« Soul Food. »
« […] A l’origine, la soul food n’est pas de chez nous. Enfin, pas sous cette appellation.
Bien sûr, n’importe quelle personne attachée à la cuisine de sa grand-mère, à celle de son terroir aurait tout à fait raison de la considérer comme sa soul food, la nourriture qui touche et remplit son âme. Cependant, le terme se rapporte, avant tout, à la cuisine afro-américaine.
Une alimentation mêlant des éléments venus d’Afrique et d’autres, trouvés sur place ou importés d’Europe.
On raconte des histoires de déportés africains ayant conservé des graines dans leurs cheveux ou dans leurs oreilles durant le Passage du milieu, cette traversée qui les emmenait pour un voyage sans retour. Ceci est fort peu probable.
Les déportés avaient autre chose à l’esprit, et peu de latitude, lorsqu’ils étaient capturés puis vendus, pour ramasser des graines ou faire des boutures. (…)
Puisque la civilisation est, d’après nous, surtout dans l’assiette, il n’est pas exagéré d’affirmer que les États-Unis doivent une partie de ce qu’ils ont de la civilisation à cette cuisine imprégnée d’Afrique.
Ceux qui ont eu la chance de goûter la cuisine créole de la Nouvelle Orléans, qui n’a rien à voir avec les hot-dogs et les hamburgers, savent que cette vérité ne se discute pas.
Parmi les plats issus de la période de l’esclavage, citons : le calalu, qui se prépare également dans la Caraïbe, et dont le nom viendrait de l’appellation mandingue d’une plante proche de l‘épinard, le gumbo, le gruau ou le pone bread, poches de bouillies africaines et des gâteaux qu’on en tire en les moulant ou en les séchant, et le jambalaya, dony le nom viendrait de tshimbolebole, terme bantou dont l’origine exacte s’est perdue, les Bantous occupant aujourd’hui une bonne partie du continent africain, du centre au sud.

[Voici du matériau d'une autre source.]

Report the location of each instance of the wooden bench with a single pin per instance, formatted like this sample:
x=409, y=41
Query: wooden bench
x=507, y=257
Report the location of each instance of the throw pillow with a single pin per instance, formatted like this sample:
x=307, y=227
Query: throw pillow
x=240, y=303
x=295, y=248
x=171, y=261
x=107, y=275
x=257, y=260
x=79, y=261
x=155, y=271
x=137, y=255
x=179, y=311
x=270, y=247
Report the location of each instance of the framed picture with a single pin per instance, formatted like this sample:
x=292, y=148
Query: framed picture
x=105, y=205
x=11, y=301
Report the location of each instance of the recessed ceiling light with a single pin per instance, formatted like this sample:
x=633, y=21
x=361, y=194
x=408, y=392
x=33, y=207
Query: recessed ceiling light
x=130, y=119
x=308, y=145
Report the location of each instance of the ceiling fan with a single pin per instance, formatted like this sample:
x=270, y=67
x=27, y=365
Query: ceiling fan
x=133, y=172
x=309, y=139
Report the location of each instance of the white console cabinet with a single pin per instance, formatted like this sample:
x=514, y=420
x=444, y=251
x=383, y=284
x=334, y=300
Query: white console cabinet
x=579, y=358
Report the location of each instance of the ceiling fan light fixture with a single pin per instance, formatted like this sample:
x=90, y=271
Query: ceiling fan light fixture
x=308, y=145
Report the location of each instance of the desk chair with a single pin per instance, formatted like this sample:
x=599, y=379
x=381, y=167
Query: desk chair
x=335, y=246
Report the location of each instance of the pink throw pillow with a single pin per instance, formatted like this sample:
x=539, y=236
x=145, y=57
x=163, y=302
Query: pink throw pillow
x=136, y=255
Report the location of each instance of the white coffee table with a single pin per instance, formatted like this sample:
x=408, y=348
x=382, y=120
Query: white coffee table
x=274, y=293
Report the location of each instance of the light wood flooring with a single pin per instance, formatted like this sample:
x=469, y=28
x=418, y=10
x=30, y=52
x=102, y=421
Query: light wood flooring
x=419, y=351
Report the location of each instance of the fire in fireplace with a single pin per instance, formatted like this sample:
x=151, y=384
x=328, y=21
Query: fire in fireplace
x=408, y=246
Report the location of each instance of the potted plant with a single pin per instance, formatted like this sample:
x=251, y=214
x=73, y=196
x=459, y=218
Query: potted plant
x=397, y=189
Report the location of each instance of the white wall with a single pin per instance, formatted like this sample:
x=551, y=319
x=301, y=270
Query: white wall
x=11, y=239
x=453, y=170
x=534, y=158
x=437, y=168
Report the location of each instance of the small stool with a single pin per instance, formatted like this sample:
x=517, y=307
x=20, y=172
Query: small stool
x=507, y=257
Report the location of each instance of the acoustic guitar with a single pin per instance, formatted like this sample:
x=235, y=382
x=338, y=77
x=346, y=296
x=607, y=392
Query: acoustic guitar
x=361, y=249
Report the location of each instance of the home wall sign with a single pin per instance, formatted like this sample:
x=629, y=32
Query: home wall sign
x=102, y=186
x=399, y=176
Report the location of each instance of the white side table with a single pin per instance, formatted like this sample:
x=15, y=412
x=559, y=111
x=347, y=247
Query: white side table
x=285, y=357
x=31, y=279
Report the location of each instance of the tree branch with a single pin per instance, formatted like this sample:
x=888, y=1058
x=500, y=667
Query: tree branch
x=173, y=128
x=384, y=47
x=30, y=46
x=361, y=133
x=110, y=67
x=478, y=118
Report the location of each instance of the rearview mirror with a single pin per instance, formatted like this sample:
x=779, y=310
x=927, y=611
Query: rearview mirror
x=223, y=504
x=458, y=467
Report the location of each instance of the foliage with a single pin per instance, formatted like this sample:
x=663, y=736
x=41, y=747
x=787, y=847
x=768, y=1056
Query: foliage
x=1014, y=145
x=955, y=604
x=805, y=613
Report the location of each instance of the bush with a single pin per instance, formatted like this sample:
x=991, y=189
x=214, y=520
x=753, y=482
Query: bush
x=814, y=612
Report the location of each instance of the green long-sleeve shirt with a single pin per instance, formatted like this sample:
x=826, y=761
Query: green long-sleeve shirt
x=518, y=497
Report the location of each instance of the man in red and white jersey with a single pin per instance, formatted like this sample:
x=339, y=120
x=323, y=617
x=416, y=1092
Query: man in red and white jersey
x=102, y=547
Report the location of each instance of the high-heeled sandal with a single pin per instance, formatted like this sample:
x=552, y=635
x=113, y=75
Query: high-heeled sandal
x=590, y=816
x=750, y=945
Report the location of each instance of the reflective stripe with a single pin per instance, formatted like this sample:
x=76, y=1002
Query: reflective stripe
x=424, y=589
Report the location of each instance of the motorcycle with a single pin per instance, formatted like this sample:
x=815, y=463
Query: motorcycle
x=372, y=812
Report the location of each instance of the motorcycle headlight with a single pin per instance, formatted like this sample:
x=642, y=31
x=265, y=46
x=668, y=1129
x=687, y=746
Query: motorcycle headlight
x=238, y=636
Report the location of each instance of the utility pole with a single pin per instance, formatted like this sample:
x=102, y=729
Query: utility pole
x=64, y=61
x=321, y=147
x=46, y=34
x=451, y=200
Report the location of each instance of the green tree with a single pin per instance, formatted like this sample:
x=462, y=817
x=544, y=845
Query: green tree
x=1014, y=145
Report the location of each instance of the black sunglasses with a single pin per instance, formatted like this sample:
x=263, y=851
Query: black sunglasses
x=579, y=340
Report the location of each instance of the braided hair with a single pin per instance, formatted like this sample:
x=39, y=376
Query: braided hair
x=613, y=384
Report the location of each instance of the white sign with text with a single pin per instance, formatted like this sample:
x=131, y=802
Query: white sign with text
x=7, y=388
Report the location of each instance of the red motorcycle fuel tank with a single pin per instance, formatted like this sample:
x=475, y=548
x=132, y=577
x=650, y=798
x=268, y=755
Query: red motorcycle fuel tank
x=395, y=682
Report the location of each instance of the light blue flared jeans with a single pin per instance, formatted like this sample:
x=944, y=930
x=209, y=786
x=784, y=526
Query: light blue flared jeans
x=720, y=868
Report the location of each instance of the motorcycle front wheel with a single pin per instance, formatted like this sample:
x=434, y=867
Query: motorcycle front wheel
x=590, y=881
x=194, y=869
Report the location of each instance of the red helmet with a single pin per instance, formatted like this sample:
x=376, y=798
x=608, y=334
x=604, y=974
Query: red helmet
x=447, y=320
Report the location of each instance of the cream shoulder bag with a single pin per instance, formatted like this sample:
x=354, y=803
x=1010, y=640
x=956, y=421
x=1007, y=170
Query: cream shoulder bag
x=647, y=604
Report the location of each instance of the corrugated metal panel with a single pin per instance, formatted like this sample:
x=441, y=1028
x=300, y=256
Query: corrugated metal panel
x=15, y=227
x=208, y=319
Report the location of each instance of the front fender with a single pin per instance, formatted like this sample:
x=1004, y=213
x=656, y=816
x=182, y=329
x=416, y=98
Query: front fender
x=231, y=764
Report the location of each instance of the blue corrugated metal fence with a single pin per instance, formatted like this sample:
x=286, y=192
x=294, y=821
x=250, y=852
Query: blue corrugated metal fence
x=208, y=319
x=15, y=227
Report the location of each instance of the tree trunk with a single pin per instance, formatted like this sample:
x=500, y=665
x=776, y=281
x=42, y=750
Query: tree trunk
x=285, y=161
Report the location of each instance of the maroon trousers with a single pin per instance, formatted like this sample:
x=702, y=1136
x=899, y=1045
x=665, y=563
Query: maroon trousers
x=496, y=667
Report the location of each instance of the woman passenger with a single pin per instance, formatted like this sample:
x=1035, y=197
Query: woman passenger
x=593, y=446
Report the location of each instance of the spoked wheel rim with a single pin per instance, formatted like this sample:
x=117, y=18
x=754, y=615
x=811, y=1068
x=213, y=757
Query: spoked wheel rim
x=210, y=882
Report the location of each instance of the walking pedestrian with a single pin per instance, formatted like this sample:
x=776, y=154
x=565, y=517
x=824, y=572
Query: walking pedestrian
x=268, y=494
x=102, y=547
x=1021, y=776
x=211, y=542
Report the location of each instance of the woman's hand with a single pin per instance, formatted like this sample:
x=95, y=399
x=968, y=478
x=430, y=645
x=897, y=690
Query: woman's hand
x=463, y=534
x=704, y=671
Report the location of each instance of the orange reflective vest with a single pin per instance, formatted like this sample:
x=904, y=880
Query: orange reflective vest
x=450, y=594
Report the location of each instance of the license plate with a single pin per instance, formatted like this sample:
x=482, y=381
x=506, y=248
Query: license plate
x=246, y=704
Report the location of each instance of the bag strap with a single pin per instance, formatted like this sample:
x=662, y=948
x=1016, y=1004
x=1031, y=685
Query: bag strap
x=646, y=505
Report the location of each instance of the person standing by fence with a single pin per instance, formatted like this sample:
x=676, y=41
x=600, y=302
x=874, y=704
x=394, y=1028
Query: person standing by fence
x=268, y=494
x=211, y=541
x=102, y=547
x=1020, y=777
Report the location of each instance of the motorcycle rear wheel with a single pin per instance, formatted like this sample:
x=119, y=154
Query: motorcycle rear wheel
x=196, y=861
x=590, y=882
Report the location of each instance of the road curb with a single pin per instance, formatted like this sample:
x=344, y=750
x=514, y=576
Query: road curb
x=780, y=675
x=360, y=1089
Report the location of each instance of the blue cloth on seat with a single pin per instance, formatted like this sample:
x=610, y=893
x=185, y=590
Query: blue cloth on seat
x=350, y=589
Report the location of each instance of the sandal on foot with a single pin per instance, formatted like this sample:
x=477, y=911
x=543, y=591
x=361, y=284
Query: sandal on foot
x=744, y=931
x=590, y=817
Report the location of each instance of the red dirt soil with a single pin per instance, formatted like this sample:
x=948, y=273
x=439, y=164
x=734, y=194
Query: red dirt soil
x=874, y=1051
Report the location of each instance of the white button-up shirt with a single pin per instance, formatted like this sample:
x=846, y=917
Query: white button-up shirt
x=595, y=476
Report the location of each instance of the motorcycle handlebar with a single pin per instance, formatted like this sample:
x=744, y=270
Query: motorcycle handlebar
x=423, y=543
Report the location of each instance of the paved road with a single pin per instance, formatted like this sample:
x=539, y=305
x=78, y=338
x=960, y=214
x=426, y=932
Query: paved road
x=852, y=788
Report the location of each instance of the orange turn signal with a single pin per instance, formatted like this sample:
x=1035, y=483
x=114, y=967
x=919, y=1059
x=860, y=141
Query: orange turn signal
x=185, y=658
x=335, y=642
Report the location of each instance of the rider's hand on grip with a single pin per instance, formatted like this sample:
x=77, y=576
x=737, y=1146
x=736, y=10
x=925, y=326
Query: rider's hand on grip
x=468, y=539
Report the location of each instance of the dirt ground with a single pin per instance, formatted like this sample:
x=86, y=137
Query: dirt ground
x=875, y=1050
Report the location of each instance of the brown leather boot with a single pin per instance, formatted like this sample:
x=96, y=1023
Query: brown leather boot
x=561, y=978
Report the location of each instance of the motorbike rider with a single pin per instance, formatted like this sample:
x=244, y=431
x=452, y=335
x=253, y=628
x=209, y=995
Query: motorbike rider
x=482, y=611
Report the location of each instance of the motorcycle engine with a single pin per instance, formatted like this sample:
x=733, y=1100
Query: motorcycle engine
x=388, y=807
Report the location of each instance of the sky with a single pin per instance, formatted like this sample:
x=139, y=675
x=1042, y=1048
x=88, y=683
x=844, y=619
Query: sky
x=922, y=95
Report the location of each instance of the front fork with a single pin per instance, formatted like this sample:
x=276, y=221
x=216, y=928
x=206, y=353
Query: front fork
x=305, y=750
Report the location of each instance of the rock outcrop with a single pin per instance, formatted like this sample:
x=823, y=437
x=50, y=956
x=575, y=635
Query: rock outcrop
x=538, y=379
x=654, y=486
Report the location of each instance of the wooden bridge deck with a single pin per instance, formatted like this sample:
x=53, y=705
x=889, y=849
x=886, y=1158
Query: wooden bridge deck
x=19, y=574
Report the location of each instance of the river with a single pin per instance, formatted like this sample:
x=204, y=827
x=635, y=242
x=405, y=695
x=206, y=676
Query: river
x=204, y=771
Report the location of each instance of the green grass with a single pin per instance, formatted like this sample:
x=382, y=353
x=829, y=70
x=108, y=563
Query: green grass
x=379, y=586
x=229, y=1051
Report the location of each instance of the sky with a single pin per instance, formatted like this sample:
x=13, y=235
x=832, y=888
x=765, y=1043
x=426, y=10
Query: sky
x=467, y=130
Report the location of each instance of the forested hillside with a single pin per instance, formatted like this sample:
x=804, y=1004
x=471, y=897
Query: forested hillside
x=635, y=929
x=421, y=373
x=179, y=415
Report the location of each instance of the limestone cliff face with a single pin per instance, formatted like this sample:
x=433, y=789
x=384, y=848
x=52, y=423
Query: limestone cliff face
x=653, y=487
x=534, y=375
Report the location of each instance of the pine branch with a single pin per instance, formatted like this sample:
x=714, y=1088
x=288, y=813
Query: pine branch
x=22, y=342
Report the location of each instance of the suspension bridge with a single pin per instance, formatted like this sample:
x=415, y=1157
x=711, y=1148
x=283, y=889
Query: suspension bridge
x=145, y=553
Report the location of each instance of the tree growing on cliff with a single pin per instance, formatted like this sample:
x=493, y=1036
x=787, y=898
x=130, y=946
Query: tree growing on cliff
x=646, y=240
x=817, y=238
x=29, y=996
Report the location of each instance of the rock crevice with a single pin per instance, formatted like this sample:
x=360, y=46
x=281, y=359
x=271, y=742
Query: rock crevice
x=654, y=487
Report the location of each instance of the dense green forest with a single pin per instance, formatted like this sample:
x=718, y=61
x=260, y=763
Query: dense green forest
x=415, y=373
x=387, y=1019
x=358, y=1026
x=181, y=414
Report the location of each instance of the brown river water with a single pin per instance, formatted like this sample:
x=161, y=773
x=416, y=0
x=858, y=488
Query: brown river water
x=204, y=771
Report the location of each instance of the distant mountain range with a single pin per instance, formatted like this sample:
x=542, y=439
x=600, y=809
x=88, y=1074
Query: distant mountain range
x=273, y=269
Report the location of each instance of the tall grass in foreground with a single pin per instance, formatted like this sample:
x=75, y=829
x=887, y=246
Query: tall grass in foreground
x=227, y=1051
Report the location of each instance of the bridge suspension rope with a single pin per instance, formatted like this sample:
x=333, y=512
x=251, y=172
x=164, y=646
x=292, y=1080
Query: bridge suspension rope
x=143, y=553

Concernant le jambalaya, plat unique mêlant riz et viande, emblème gastronomique de la Nouvelle Orléans, précisons tout de même qu’il est de facture créole et ne peut être considéré comme typiquement africain. Ce n’est ni du foufou ni du ndole.
Ce plat est vraiment le produit de la rencontre des cultures, mais on pourrait presque en dire autant de bien des mets africains, qui n’existeraient pas sans l’introduction sur le continent de plantes venues d’Europe ou du Nouveau Monde.
Les populations d’ascendance africaine ont donc métissé le contenu de leurs assiettes depuis des siècles au point même pour les Africains en particulier, de s’imaginer qu’ils se nourrissent comme le faisaient leurs ancêtres.
Il y a quelques années, un écrivain français d’origine camerounaise s’est attiré l’ire des Africains installés en France, pour avoir intitulé son livre : Je suis noir et je n’aime pas le manioc. On a crié à la traîtrise, au déni des origines.
Pourtant, il n’y a pas de raison objective qu’un Africain aime le manioc, tubercule implanté en Afrique par les Portugais qui le firent venir d’Amazonie, par les navires destinés au commerce des esclaves.
Cet aliment s’est bien intégré aux cultures africo-caribéennes, qui ont épuisé les manières de l’utiliser, que le simple fait de prétendre ne pas en manger devient synonyme de complexe de couleur.
En réalité, les Africains les plus chauvins seraient bien incapables de dire ce que mangeaient leurs ancêtres avant l’arrivée du manioc. Il y avait autre chose, bien sûr, mais pour ce qui est des féculents, le manioc a détrôné tous les autres – à l’exception de l’igname. […] »
MIANO (Léonora), Soul Food Équatoriale. , 2009, Paris, aux éditions Nil, collection « Exquis d’écrivains », 112 pages.